却不想,这才不过是刚开始而已,从那以后,叶伯每次都会做好饭等他回来,甚至还会主动把饭给他盛好,即便曲辰明万般推脱,这老头可有的是办法,威胁恐吓,软硬并施,他不吃绝不肯罢休。
自从有了曲辰明相陪,叶伯每次都吃得很开心,曲辰明则相反,从那以后,他吃饭都是一脸的苦相,每次他将要咽不下去,叶伯总会用目光瞪着他,在他的威胁下,曲辰明也只得努力咽下。
有时候,曲辰明也会从外面买些合成食品回来,可不想叶伯看也不看就将其给扔了,并嘲讽:“什么垃圾东西,也能吃?”
曲辰明心里一怒,真想说:“我宁愿吃那些垃圾东西,也不想吃你做的饭。
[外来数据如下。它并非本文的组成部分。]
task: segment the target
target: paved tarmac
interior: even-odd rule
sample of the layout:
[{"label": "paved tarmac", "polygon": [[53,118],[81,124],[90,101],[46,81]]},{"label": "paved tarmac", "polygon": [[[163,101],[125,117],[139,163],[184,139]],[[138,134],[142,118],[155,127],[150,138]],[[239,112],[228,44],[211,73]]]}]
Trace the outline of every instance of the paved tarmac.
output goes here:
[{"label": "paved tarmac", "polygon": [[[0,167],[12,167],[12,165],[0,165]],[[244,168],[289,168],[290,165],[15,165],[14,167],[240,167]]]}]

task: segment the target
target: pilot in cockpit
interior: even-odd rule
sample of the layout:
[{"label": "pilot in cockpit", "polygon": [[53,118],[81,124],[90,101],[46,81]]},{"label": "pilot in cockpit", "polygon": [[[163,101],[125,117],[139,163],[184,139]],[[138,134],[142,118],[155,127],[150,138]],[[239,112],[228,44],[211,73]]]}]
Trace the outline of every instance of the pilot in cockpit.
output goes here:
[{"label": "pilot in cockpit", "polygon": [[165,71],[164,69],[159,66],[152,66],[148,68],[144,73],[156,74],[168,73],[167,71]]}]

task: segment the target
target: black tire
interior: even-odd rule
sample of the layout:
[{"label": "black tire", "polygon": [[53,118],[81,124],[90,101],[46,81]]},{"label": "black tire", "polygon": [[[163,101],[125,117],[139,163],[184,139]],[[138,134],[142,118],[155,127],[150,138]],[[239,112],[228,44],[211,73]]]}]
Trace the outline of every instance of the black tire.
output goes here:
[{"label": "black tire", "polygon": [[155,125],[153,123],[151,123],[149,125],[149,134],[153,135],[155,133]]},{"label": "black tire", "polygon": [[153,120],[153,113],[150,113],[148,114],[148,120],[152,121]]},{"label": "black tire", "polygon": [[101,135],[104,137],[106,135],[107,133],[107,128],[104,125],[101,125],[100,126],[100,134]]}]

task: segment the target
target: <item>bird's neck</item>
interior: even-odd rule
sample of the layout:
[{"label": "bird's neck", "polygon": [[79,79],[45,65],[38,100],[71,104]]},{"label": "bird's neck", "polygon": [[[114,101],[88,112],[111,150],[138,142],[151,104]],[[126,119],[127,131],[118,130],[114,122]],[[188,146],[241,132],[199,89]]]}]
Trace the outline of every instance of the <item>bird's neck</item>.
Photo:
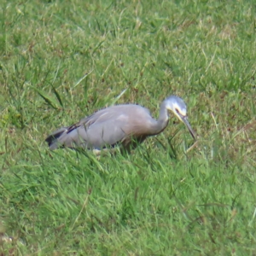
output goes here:
[{"label": "bird's neck", "polygon": [[163,102],[160,106],[160,114],[158,119],[154,124],[154,135],[160,133],[166,129],[169,122],[168,111],[166,106],[166,102]]}]

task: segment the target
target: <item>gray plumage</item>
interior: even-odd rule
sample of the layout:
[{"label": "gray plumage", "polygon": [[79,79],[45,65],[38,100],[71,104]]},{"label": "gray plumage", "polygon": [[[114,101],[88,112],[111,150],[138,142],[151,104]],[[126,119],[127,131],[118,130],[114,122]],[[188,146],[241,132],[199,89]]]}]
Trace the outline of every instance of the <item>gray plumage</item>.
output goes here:
[{"label": "gray plumage", "polygon": [[161,132],[168,125],[168,110],[172,111],[188,127],[195,138],[186,116],[184,102],[172,96],[160,106],[159,119],[148,109],[133,104],[103,108],[68,127],[61,128],[47,138],[50,149],[61,147],[102,149],[122,144],[125,148],[135,148],[148,136]]}]

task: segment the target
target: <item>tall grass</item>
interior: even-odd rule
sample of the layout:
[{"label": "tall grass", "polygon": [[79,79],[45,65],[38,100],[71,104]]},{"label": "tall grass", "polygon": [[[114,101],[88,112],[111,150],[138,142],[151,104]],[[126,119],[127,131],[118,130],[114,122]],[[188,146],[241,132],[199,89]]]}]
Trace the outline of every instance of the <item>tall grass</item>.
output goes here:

”可最终还是没有说出口,否则不光是饭难以下咽,叶伯的言语也不堪入耳。
每次吃过饭,叶伯便会拉着曲辰明出来溜达,用他的话来说:“饭后百步走,活到九十九。”
因此,即便曲辰明心里万般不愿,但还是会被他拉出来溜一圈,来的,正是现在这个无名公园。
不过这次,曲辰明心情却很不错,他已打定主意要在这混一天,等天黑了再回去,到时就说没接到人,可是怪那老头自己没说清楚,可怪不得他。
公园不大,各种假山林立,树木却很少。
其实不过初春,一眼望去,草色却已泛黄。
巨树之上也只挂着几片残叶,透出一股朽意,与树下几个垂暮老者交映。
树下有一方石桌,那几个老者似乎正在对弈,局面很是焦灼,好奇之下,曲辰明忍不住走了过去。
只见一方是一个老者,彤光满面,正一脸笑意,不经意透出一股威严,而与他对弈的另一方则是一个病态老者,面上黑气缠绕,看不出喜怒,他旁边还有四个老者,面上神态各异,有人一脸愁色,有人似在沉思,有人,则已是急得挠腮。
曲辰明一看便已明了,那威严老者竟是在以一敌五,却似乎已有胜算,甚至是柔韧有余。
另一边的一高大老者忍不住先道:“话言:‘九天之上好扬兵。’此时当出车对攻,方能有一线生机。”边说边用手在棋盘上比划。
旁边一老者听言点点头,表示认同。
一矮胖老者却摇头,“不然,‘九地之下利潜藏。’此时当跳马回槽,方能反败为胜。”也用手比划。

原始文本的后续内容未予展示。